What the two stage shows have in common is a bizarre penchant to tell aspects of a story that every super-hero fan already knows. The joy of old comic books is that they got right to the latest battle.
But not on stage: “Spider-Man” takes forever before its hero gets bitten by a radioactive spider and gains his powers. “Batman Live” is to be commended for dispensing with the Bruce Wayne (Sam Heughan) orphan story in about two minutes flat. The Robin/Dick Grayson (Kamran Darabi-Ford) narrative, unfortunately, consumes almost the entire evening, and the sidekick doesn’t even learn of Wayne’s Batman identity until way into act two.

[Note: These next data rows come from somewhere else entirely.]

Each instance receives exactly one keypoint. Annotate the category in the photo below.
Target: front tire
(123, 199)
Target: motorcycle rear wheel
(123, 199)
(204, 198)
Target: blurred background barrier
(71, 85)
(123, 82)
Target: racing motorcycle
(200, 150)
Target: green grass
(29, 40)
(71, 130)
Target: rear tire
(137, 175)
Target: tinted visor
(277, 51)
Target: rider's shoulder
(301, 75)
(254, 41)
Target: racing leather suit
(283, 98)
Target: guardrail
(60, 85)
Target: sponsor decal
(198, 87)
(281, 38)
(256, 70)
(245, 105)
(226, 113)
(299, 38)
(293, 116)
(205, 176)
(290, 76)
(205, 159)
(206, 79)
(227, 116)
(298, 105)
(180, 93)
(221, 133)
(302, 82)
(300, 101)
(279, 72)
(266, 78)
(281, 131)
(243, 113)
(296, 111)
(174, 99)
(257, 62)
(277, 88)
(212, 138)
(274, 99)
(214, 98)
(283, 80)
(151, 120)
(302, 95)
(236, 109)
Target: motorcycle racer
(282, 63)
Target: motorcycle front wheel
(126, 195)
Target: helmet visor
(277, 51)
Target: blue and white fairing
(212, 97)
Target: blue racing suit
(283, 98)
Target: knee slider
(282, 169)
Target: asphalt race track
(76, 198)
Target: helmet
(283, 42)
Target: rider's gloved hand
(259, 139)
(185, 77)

Meanwhile, we get a lot of second-rate circus gymnastics, squeezed into the show because Robin/Grayson’s parents (Poppy Tierney and Christopher Price) are trapeze artists who get murdered, and the Penguin (Alex Giannini) takes over Haly’s Circus. Then the great battle between Batman and the Penguin, the Joker (Mark Frost), the Riddler (Price), Poison Ivy (Valerie Murzak), Two Face (Christopher D. Hunt) and Scarecrow (Benos Noble) moves to Arkham Asylum. As a storyteller, book writer Allan Heinberg does little more than connect the famous names of characters and places.
To ensure parents that Robin and Batman are just friends, Catwoman (Emma Clifford) joins forces with Batman and gives him a kiss at show’s end. Curiously, Robin is overcome with emotion by this gesture.
Best aspect of the production are the colorful projections that establish the story’s many settings, and give us something to look at when the live performers attempt to progress the very talky narrative.
“Batman Live” has already played the U.K., Europe and Latin America. After L.A., it travels to other North American cities.